# Nikon F5 Mirror lock-up fault?



## stevec1234 (Sep 19, 2007)

Hello forum, I'm Steve a new member.

I purchased a second hand Nikon F% described as in perfect working order from a well known internet auction site.  After I pressed the shutter release once the mirror locked up but did not return to the open position.  The mirror lock up lever located to the right as the camera faces away from you, is not in the locked position and moving this does not do anything.  I restored the factory settings on the computer and tinkered around with it but I cannot get the mirror to unlock.

Steve


----------



## Sideburns (Sep 19, 2007)

Looks like the person running the auction forgot to send you the key to unlock it.......lol.
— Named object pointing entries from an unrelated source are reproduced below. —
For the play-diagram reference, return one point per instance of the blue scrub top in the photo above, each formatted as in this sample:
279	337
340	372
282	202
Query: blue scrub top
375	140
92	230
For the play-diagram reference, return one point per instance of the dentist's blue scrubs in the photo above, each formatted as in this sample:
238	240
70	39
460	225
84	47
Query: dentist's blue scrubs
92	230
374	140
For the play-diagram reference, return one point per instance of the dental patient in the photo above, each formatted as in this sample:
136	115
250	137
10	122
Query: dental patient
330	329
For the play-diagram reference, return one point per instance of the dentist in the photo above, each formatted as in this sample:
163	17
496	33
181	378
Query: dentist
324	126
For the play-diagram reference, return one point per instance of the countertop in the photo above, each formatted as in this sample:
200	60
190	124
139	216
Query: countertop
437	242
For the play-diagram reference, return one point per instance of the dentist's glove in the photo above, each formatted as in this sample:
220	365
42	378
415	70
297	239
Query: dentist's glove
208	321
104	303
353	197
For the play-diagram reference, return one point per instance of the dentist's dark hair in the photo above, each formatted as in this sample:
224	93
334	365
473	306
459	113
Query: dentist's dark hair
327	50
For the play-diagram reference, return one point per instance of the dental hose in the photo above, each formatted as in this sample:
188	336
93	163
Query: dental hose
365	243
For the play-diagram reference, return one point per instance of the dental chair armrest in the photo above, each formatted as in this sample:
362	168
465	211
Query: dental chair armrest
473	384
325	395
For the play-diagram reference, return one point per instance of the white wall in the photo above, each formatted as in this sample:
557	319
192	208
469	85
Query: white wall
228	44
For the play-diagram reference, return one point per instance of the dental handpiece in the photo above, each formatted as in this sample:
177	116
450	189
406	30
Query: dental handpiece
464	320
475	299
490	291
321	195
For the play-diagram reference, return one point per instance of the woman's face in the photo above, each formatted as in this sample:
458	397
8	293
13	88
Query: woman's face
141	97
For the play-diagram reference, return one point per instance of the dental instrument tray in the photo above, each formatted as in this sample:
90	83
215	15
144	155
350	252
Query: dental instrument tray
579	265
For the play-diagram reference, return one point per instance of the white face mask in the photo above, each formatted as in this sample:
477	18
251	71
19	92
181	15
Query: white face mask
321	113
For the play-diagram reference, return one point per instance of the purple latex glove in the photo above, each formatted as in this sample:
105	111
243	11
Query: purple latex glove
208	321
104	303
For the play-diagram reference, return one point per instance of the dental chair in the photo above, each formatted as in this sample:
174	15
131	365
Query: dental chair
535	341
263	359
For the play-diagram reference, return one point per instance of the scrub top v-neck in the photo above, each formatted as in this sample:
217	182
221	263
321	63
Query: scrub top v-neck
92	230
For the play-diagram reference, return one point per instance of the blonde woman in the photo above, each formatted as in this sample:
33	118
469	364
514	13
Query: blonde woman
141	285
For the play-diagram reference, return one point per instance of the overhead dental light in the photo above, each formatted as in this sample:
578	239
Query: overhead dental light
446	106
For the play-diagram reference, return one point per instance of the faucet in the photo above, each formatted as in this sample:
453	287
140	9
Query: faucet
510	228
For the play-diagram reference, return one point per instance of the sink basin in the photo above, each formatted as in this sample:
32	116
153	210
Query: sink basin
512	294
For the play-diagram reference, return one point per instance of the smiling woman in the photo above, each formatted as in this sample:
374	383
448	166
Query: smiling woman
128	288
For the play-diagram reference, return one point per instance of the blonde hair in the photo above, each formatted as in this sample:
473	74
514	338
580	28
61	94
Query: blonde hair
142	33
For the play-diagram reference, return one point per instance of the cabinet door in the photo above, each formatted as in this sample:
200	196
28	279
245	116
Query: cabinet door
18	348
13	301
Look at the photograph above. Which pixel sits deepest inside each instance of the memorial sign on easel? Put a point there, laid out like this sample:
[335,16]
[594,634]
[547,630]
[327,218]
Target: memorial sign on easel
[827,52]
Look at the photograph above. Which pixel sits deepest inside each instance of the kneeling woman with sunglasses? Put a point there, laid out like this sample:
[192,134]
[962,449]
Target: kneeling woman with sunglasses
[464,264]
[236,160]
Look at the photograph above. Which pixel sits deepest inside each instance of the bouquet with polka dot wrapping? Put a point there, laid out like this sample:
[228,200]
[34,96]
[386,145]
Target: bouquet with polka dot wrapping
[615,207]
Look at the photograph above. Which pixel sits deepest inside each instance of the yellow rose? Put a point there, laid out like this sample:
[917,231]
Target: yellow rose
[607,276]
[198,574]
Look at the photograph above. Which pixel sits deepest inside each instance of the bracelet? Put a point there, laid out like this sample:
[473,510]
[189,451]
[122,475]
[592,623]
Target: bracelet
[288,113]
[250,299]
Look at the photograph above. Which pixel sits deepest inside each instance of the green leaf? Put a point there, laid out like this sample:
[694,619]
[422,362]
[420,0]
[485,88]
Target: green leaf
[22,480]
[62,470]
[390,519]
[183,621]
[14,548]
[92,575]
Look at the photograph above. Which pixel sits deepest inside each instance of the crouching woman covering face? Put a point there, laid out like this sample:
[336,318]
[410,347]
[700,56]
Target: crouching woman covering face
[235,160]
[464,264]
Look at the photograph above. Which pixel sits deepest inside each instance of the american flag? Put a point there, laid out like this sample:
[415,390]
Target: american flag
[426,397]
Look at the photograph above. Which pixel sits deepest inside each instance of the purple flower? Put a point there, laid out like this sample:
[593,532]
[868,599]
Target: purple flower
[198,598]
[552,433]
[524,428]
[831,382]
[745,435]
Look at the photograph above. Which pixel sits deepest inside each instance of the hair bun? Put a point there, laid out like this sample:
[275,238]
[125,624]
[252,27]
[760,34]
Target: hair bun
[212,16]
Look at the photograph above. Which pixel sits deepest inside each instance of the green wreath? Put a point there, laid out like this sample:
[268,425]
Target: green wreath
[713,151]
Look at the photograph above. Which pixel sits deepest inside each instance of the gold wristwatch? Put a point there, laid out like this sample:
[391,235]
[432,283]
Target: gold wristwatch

Sorry, just trying to lighten the mood.

Seems you got ripped off...


----------



## stevec1234 (Sep 19, 2007)

I think your right, I will launch a despute with the auction site for the guy that sold it in 'perfect working order'!

Steve


----------



## PNA (Sep 19, 2007)

I just tried mirror-up with my F3......Take out the battery pack and it should reset.

Good luck...........


----------



## fmw (Sep 20, 2007)

Or put batteries in the camera if it doesn't have fresh ones.


----------



## airgunr (Sep 20, 2007)

I'd also suggest a fresh set of batteries to start with.  Otherwise it may have a problem.


----------



## stevec1234 (Sep 20, 2007)

Hi guys.

They are fresh all the batteries (Duracell Pro Cell).  I took them out the fault is still there.  I noticed alot of scuffs around that catch (mirror lock up).  I will lodge a dispute as the seller still has not got back to me.  There is no way he ran a whole film through the camera before he sent it to check as it locked on the first shutter release depress.  
Steve


----------